На третьем углу, не благоволя меня заметить,
прошла, брезгливо сторонясь, холодная синеглазая красавица в наряде богатой
и утонченной содержанки - а я знаю, что под бархатом на ней жесткая власяница,
и еще пояс из колючей проволоки. Если бы царапнуть ее и попробовать языком
вкус кровинки - обожжет купоросом. Вся цельная страстность самой неукротимой
расы скопилась в этой крови; каждая фибра души - металл; Бог ее знает что
за металл и в каких пропастях лежат его залежи, но металл сотой пробы.
Я ее в последний раз видел в ресторации «Вена», но на самом деле живет
она подвижницей в скиту, истязая себя во славу такого Христа, какого и
хлысты еще не придумали: Христа-ненавистника; каждый псалом начинается
со слова «проклинаю», и молиться полагается сквозь зубы... - Лет десять
назад я встретил в Париже знакомую, которую долго продержали на Лубянке.
Она мне рассказала, что одно время с ней была в камере молодая или моложавая
женщина, брюнетка с синими глазами, совершенно греческий профиль - нос
и лоб одна линия. Эта вторая узница страшно убивалась не за себя, а за
мужа, который попался серьезно, и раз ночью, сквозь сухие рыдания, нашептала
моей знакомой на ухо всю правду про этого мужа: действительно, серьезно
попался. У моей знакомой тоже был тогда муж, арестованный еще раньше: в
ту ночь она тоже расплакалась и тоже расшепталась. На утро синеглазую «наседку»
вызвали, и больше она не вернулась; мою знакомую скоро выпустили и, отпуская,
указали адрес, где можно получить вещи и документы, оставшиеся от ее мужа.
- Я спросил: - А ногти были обкусанные, не помните? - но она не заметила.

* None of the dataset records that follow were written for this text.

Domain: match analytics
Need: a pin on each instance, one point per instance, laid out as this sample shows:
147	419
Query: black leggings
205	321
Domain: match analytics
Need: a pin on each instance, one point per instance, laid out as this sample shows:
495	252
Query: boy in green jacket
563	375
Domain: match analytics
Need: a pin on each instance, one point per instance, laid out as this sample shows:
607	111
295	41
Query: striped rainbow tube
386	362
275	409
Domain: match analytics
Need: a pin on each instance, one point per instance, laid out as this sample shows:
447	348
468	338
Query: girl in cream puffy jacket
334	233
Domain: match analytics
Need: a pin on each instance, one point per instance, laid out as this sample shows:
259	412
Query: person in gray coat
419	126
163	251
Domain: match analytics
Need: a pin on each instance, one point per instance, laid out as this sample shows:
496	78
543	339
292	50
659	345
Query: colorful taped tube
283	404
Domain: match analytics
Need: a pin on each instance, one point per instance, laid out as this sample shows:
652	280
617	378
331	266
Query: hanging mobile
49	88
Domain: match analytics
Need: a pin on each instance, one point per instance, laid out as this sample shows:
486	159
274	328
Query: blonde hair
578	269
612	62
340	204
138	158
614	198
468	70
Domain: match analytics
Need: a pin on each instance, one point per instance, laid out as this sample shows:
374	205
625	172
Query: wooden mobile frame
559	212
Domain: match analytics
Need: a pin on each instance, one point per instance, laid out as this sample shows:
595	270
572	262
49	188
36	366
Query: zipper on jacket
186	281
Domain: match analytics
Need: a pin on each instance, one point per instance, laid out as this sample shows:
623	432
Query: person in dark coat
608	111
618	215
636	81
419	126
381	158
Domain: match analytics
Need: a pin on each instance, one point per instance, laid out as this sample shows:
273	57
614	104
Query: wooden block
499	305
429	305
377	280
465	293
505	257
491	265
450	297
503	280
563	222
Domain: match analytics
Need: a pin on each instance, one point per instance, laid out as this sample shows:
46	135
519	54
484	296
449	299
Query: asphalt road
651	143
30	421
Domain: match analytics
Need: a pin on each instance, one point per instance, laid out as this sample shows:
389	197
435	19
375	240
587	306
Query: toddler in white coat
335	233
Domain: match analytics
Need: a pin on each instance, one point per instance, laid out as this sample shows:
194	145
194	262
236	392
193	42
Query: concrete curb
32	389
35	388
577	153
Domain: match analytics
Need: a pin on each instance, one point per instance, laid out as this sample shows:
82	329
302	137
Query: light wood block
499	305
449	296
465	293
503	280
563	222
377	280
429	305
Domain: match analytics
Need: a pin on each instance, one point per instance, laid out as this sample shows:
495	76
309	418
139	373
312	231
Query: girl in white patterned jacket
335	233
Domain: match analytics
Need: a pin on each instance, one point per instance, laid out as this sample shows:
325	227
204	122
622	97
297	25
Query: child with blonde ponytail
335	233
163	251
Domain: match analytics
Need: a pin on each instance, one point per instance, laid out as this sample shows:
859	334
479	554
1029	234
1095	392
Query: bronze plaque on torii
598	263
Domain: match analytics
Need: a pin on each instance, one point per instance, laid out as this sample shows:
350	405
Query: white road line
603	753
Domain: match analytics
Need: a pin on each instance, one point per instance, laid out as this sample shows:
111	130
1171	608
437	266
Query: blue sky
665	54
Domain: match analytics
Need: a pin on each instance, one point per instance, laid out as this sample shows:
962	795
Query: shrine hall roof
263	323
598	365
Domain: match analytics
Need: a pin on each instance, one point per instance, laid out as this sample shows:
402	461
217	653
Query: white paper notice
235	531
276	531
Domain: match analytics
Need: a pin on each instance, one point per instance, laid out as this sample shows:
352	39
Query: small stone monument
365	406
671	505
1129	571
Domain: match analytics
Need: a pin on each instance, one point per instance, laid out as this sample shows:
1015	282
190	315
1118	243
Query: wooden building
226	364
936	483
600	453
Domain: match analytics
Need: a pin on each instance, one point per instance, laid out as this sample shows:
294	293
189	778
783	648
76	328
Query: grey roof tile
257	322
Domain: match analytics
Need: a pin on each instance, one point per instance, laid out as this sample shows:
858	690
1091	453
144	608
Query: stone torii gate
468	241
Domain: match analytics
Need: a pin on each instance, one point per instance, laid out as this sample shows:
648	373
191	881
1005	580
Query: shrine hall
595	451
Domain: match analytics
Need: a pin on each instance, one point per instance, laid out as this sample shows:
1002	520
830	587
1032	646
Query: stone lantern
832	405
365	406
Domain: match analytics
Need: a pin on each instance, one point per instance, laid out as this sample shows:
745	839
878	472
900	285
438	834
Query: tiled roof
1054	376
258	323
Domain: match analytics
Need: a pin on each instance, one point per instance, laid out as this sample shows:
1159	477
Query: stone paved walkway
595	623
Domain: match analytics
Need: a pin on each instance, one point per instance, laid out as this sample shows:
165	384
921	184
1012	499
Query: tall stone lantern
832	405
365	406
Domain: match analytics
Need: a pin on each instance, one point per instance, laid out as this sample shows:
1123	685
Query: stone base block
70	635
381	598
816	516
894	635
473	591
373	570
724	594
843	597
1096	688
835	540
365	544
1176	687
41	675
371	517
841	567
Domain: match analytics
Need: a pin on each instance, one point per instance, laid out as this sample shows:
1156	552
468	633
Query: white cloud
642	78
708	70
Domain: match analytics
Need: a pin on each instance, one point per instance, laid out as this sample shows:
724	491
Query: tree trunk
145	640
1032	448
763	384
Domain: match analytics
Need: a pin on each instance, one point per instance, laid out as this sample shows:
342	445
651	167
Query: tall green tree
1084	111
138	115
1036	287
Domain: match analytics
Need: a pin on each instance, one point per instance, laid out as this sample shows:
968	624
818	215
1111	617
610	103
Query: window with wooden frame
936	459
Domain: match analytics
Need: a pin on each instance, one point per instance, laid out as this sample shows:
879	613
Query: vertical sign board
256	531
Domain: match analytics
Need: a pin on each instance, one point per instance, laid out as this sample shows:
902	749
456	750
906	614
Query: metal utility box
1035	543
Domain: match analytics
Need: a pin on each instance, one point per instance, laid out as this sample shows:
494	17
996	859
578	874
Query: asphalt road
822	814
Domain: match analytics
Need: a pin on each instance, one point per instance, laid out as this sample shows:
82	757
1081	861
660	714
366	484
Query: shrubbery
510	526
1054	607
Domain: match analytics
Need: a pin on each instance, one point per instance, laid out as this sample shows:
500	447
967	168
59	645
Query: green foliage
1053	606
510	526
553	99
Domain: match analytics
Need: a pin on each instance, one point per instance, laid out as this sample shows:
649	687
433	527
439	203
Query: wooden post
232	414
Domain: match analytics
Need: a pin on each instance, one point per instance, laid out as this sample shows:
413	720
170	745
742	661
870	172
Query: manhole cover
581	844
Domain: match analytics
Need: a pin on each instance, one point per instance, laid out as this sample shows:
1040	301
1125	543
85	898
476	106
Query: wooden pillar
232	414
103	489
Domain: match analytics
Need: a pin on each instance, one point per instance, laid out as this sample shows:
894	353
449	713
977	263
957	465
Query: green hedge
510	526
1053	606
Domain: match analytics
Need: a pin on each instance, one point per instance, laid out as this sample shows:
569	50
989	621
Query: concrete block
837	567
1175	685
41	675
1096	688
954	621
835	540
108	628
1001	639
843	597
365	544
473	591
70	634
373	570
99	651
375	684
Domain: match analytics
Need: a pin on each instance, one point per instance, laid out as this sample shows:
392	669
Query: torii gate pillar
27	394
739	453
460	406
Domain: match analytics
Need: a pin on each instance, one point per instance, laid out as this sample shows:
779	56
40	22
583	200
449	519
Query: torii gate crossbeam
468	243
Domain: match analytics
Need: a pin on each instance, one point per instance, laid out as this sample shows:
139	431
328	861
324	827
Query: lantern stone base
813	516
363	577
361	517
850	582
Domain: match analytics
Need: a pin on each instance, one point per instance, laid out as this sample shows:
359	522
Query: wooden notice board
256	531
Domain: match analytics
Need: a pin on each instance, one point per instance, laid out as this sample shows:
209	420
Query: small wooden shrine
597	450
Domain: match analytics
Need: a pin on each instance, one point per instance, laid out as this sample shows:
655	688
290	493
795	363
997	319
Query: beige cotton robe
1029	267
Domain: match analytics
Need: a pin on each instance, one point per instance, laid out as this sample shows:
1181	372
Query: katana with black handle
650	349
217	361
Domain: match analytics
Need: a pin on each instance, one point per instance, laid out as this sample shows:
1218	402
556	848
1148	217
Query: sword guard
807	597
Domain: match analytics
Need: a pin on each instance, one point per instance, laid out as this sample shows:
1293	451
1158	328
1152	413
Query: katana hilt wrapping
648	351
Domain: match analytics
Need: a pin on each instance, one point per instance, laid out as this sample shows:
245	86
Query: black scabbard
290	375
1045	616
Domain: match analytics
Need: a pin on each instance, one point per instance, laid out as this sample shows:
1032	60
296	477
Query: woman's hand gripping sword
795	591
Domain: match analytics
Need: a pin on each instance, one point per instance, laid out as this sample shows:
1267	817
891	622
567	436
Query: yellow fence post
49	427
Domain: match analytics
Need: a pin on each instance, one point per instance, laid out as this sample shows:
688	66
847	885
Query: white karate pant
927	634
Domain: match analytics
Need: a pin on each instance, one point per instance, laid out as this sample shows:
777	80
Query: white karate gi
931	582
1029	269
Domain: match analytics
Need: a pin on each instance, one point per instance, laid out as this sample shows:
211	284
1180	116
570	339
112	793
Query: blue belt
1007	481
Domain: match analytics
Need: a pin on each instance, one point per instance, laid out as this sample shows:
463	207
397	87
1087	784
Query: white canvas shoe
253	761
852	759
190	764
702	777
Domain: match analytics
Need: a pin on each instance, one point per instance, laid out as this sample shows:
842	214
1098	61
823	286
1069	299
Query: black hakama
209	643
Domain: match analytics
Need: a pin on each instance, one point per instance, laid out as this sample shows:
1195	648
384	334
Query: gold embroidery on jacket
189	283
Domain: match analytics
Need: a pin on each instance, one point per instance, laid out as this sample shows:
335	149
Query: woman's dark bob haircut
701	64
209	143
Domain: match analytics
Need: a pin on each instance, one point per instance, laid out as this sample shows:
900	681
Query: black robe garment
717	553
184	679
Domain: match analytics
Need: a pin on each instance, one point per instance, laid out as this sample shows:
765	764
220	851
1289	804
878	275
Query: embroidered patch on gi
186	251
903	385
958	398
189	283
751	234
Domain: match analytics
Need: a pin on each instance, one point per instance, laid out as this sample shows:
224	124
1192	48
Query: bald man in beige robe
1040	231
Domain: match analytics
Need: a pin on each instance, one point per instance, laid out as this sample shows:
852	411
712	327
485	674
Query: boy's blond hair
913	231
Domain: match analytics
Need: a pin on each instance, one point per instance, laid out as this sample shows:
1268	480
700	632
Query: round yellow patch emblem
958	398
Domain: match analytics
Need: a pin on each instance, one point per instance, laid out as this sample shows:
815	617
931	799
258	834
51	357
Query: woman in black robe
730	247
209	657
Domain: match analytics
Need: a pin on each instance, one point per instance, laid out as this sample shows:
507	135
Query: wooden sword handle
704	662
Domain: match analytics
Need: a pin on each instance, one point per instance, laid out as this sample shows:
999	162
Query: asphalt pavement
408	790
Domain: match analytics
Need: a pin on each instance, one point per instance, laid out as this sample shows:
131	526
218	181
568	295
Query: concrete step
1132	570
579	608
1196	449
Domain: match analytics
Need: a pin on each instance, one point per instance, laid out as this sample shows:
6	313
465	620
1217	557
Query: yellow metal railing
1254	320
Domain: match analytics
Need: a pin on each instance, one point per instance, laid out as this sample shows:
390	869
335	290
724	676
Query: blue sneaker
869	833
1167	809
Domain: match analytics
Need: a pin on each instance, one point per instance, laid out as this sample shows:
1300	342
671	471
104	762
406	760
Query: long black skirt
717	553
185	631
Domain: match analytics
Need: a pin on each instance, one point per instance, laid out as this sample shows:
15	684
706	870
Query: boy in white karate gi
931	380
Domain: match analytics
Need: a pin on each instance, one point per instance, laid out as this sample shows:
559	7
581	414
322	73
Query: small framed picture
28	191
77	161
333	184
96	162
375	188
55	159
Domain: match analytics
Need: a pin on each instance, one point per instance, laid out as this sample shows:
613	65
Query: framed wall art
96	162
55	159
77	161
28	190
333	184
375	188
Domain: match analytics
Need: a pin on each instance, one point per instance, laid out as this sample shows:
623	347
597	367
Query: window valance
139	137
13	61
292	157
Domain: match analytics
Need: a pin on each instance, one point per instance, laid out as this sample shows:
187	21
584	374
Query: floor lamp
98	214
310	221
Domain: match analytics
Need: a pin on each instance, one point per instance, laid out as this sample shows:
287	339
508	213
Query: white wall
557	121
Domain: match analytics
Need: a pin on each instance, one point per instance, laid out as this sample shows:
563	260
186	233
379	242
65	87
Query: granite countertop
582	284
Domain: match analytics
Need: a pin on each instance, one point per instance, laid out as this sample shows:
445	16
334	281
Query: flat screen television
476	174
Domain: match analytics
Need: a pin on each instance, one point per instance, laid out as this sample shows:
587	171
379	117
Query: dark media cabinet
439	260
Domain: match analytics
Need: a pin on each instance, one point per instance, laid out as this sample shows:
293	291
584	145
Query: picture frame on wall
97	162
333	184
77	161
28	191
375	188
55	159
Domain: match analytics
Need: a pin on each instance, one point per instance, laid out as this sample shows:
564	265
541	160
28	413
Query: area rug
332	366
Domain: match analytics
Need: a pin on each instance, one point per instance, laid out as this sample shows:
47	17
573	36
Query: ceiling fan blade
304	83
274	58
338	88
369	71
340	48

Торика я ни на каком углу не встречу: «не
наш», сказала Маруся.
С Марусей не на улице будет у меня свидание,
мы сговорились встретиться у меня в Лукании. Но по дороге я проеду мимо
их прежнего дома; не посмею позвонить и подняться, только сниму шляпу и
проеду мимо. Звонкая мостовая покрыта соломой, чтобы колеса не грохотали,
чтобы тихо было вокруг бойни божией, бессмысленной и беспричинной, и вокруг
бездонной и бесконечной боли. Наверху, во втором этаже, спальня убрана
по милой наивной моде fin de sicle;
с подушки два сухих глаза в упор глядят на комод, на комоде пять карточек,
все малыши в коротеньких юбочках или в штанишках до колен, и в каждой карточке,
посередине, насквозь торчит ржавый нож.
А над Луканией опять будет полумесяц, пахнет
отцветающими цветами, слышится только что отзвучавшая музыка мелодий, которых
давно уже нигде не играют; и опять все будет, как тогда в нашу безбрачную
ночь, только говорить надо будет не словами, а думами. Я буду думать о
том, какое чудное слово «ласка». Все, что есть на свете хорошего, все ведь
это ласка: свет луны, морской плеск и шелест ветвей, запах цветов или
музыка - все ласка. И Бог, если добраться до него, растолкать, разбудить,
разбранить последними словами за все, что натворил, а потом помириться
и прижать лицо к его коленям, - он, вероятно, тоже ласка. А лучшая и светлейшая
ласка называется женщина.
Потешный был город; но и смех - тоже ласка.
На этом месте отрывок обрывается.